Take the case of Commerzbank's data center, located 100 yards from the World Trade Center. When the attack came, power was lost in the immediate area. The datacenter had its own UPS and generator so operations were able to continue. Eventually, however, dust and debris clogged the AC, and the temperature in the computer room rose to 104 degrees Fahrenheit.
Result: all the disks and most of the servers failed. Fortunately, Commerzbank had a disaster-tolerant OpenVMS cluster with another copy of data 30 miles away in Rye, NY kept synchronously up to date. Their cluster continued to operate. One OpenVMS Alphaserver system even continued to operate in the 104-degree heat, processing Treasury transactions using the disks at the Rye site.

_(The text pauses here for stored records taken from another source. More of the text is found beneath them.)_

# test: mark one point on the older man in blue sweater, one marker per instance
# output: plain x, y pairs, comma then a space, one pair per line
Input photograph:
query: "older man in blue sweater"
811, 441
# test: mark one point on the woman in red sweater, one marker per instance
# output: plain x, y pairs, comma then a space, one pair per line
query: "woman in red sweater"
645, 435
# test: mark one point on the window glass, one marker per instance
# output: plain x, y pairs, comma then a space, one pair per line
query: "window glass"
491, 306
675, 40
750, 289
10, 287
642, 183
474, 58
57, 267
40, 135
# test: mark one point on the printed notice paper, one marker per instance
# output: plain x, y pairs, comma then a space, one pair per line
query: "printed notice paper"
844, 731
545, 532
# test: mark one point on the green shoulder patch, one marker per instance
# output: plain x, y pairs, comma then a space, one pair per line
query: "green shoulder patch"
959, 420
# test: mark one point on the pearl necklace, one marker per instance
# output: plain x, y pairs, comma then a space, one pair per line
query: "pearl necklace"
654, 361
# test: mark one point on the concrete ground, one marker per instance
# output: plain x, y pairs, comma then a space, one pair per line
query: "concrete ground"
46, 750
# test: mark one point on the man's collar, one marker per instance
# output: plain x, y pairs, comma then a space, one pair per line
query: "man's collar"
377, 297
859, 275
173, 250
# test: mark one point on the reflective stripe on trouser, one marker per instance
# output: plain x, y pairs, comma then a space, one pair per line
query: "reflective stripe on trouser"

But two data centers may not be enough. What if both get taken out? If the stakes are high enough, three data centers may be called for. One European lottery system, for example, transacts so much cash that it has implemented an OpenVMS disaster-tolerant cluster configuration designed to survive simultaneous loss of two out of three of its datacenters and still continue operating uninterrupted with zero data loss. This is done by keeping three copies of data identical at each of three separate datacenters, and using a server at a fourth site to provide a tie-breaking vote for the quorum scheme in order to have automatic, unattended failover.
According to Ken Farmer of OpenVMS.org, the OS now has 10 million users and hundreds of thousands of installations worldwide. Granted that many of those users may be hold outs from the old days, refusing to give up the tried and trusted system in favor of the newest and most hyped "high availability" system. But according to a source at HP, the company is doing a brisk $2 billion a year in VMS-related hardware and software sales. Although exact numbers are unavailable, Alpha hardware alone accounts for several hundred million dollars a year. And that number is increasing.
Why? Like a veteran Michael Jordan in his last few years at the Chicago Bulls, OpenVMS can still outperform the young bucks. The stats are impressive: 3,000 simultaneous active users; almost 2 million database transactions per minute (with Oracle); up to 96 cluster nodes (over 3,000 processors), and a full cluster capability up to 800 kilometers.
So it's no wonder that HP is investing heavily in OpenVMS (HP inherited VMS from DEC via Compaq). HP is now porting the OS to Itanium (due late this year, early next year) and seems to be positioning it within the storage landscape as a high end DT solution.
And with numbers like those, it won't be long before some of the marketing and PR types among OpenVMS' competitors are suffering from DT, alcohol induced or otherwise.